Добавить в цитаты Настройки чтения

Страница 31 из 125

- Что ты делаешь? - Омар схватил пастуха за шиворот. - Перестань!

- Разве нельзя? - В больших и темных, как на фреске, красивых глазах пастуха - недоумение. - Это осталось от неверных. Пророк запретил изображать людей.

- Ты кто?

- Мусульманин.

- Вижу, что мусульманин! Тюрк, араб?

- Нет. Я из исконных бухарцев. Таджик.

- Ага! И, возможно, твой пращур чертил эти изображения?

- Нет, - тупо ответил пастух. - Я мусульманин.

Экая непоколебимость, стальная вера в свою правоту! При всем-то его невежестве. Жуть. Это и есть фанатизм.
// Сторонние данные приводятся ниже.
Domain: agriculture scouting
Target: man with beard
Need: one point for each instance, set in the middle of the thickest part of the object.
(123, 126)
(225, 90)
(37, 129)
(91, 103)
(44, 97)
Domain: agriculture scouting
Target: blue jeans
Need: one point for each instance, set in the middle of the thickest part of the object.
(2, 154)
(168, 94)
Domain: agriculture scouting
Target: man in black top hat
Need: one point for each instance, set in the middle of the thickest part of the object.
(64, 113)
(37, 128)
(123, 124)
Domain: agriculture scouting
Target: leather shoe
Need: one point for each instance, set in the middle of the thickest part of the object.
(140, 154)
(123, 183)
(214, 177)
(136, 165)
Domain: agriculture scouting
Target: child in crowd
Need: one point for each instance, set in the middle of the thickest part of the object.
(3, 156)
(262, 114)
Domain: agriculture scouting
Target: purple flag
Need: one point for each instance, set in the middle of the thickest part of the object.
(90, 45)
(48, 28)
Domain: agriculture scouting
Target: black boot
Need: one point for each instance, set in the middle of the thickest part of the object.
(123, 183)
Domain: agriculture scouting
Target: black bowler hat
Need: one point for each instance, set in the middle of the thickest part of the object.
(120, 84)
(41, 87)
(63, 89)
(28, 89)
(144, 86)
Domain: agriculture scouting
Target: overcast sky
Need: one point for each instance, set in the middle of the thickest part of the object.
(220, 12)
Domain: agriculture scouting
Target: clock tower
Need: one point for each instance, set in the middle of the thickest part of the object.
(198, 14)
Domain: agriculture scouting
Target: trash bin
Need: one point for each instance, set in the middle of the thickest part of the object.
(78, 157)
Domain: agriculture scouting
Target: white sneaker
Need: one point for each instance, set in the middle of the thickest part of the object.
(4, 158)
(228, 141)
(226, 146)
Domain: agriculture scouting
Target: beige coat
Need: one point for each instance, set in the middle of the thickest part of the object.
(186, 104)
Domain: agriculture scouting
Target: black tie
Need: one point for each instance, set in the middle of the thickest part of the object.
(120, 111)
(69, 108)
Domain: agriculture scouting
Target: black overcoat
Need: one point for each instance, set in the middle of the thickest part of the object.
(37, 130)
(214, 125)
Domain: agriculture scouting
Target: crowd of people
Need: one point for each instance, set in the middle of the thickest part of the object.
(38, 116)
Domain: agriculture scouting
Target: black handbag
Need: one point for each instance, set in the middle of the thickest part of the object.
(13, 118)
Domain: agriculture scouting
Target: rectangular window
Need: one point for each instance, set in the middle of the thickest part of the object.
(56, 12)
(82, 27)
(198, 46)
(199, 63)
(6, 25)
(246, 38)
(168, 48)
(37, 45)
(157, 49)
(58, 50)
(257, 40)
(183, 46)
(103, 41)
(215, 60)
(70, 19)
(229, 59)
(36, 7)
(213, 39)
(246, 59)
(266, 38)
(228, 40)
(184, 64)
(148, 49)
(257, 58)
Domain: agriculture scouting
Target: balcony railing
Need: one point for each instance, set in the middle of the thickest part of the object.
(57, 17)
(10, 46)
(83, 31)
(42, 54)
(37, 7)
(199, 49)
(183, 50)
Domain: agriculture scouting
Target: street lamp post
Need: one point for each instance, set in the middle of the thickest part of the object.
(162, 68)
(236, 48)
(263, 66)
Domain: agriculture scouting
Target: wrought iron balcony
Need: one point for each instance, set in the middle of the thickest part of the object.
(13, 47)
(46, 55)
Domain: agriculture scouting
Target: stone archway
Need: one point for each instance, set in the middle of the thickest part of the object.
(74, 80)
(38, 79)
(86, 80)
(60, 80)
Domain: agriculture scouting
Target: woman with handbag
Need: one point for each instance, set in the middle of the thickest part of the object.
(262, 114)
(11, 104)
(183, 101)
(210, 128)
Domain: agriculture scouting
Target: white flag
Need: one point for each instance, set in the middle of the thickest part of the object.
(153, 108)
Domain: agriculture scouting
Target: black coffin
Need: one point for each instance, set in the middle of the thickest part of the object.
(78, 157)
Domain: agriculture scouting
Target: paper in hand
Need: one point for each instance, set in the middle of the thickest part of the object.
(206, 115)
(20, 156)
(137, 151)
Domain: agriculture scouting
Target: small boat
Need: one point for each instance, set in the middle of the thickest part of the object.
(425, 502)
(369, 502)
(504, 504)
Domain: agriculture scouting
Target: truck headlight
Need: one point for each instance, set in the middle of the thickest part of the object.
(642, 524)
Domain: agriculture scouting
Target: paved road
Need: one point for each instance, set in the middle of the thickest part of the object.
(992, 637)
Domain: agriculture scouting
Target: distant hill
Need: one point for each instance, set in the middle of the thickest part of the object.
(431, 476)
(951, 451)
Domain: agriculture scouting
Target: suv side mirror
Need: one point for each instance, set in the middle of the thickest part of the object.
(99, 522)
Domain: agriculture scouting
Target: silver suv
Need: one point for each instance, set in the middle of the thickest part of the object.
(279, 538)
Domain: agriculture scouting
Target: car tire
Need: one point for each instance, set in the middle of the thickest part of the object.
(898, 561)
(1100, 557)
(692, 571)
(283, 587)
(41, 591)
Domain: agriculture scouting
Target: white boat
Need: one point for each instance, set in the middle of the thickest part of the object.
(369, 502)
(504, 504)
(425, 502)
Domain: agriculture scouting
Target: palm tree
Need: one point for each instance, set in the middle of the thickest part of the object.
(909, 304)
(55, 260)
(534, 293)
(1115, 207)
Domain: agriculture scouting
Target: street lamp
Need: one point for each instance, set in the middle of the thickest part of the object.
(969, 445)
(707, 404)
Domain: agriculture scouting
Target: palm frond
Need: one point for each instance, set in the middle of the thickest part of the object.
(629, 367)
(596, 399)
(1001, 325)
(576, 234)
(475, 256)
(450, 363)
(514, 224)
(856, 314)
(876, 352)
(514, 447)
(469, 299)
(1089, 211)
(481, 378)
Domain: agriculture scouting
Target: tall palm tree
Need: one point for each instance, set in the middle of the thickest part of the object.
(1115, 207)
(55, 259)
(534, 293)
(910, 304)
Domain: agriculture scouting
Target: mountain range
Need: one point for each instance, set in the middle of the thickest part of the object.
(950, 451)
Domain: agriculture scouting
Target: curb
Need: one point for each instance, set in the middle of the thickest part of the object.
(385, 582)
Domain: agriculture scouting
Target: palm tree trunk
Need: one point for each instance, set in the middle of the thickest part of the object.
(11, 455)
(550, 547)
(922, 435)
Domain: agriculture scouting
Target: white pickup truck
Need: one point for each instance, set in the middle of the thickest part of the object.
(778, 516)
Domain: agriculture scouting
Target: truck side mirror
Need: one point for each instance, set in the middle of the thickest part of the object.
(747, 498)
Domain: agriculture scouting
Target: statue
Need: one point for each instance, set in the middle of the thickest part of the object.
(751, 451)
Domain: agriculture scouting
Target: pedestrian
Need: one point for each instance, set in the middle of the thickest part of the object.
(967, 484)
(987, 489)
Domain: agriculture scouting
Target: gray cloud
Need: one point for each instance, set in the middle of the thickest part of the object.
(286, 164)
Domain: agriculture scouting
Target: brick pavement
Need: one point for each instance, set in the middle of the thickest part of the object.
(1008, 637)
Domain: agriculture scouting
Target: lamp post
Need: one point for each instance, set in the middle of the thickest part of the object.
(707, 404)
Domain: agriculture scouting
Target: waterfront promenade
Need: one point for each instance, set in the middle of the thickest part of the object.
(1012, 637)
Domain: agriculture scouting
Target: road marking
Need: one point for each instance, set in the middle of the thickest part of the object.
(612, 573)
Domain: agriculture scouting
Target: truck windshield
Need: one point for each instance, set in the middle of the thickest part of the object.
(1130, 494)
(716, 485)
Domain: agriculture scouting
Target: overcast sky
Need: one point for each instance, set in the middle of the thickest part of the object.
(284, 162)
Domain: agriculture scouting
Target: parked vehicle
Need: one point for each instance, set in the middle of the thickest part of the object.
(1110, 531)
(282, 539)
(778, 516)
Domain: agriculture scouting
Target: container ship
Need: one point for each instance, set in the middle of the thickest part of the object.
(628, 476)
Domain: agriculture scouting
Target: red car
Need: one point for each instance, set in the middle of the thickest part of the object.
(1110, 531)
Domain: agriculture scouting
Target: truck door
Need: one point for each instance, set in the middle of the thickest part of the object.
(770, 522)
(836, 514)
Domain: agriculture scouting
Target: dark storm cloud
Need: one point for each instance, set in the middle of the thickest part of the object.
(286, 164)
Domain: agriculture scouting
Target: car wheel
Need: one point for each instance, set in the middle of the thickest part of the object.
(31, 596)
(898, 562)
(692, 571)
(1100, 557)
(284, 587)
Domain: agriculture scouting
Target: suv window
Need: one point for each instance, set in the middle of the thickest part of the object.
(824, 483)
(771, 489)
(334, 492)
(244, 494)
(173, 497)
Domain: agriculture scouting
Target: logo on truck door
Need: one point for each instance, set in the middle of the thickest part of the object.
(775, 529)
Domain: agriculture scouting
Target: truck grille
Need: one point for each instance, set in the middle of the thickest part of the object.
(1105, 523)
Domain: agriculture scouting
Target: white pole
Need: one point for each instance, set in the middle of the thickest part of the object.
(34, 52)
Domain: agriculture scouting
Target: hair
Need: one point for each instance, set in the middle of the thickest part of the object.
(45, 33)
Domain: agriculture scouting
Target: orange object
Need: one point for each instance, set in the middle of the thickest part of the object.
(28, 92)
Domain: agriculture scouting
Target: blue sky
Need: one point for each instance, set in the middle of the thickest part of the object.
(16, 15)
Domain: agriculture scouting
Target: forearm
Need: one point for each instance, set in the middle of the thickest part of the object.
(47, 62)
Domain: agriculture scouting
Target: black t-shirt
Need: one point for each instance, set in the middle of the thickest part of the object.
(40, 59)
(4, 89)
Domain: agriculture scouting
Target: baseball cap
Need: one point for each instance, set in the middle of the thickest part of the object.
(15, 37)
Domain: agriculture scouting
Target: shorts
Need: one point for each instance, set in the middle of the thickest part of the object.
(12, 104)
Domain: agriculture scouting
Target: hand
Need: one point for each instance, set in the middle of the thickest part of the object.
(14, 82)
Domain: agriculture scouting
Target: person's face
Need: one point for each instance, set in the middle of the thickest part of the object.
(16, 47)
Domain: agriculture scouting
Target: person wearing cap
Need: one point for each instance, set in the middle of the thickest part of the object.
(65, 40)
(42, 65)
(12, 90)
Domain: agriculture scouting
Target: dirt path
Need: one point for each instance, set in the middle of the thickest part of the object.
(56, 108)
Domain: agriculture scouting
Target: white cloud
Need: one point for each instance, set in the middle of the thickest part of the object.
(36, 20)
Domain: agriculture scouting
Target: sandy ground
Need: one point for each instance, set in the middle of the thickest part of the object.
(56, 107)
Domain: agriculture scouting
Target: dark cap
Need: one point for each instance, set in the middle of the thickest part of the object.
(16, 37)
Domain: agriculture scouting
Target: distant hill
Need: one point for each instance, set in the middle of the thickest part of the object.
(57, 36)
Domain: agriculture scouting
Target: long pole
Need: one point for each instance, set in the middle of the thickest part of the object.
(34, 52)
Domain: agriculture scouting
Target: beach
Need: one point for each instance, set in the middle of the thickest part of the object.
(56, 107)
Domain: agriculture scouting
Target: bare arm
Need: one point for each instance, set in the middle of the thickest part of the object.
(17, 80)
- Но предки твои отдаленные - они-то не были мусульманами?

- Что?! - вскипел пастух. - Как ты смеешь меня оскорблять?

Поди, растолкуй такому, что прежде, чем их обратили в новую веру, бухарцы поплатились за приверженность к старой десятками, сотнями тысяч жизней...

- Ты кто такой, чего ты пристал ко мне? - вскричал пастух.

«И впрямь, чего я пристал к нему? Что мне до того, что было здесь когда-то? Пусть мир загорится со всех четырех сторон. Если ему так угодно».

- Я совершаю богоугодное дело. Разве не так? - обратился молодой пастух к друзьям.

- Истинно так!

- А! Губить сокровище, наследие предков - богоугодное дело? - Омар отобрал у пастуха тяжелый посох и перетянул его поперек спины. - Приглядись получше, дурак, - ты исковеркал свое лицо!

Пастух взглянул, оторопел - и взвыл со страху: на фреске был изображен не кто иной, как он сам...

- Беги в ханский стан за стражей, - шепнул один чабан другому. - Это неверный, муг, злодей.

Эх! Как трудно с такими. Хашишу, что ли, они накурились?

- Я джинн, гуль-людоед! - заулюлюкал Омар, обернувшись. - Сейчас я вырасту выше этой башни - и проглочу вас живьем! - И, слепой от ярости, не зная, как выразить гнев, клокотавший в нем, всю досаду свою, возмущение, он громогласно мяукнул - раздирающе-хрипло, с воплем и визгом, как дикий барханный кот: - Мя-я-яу!!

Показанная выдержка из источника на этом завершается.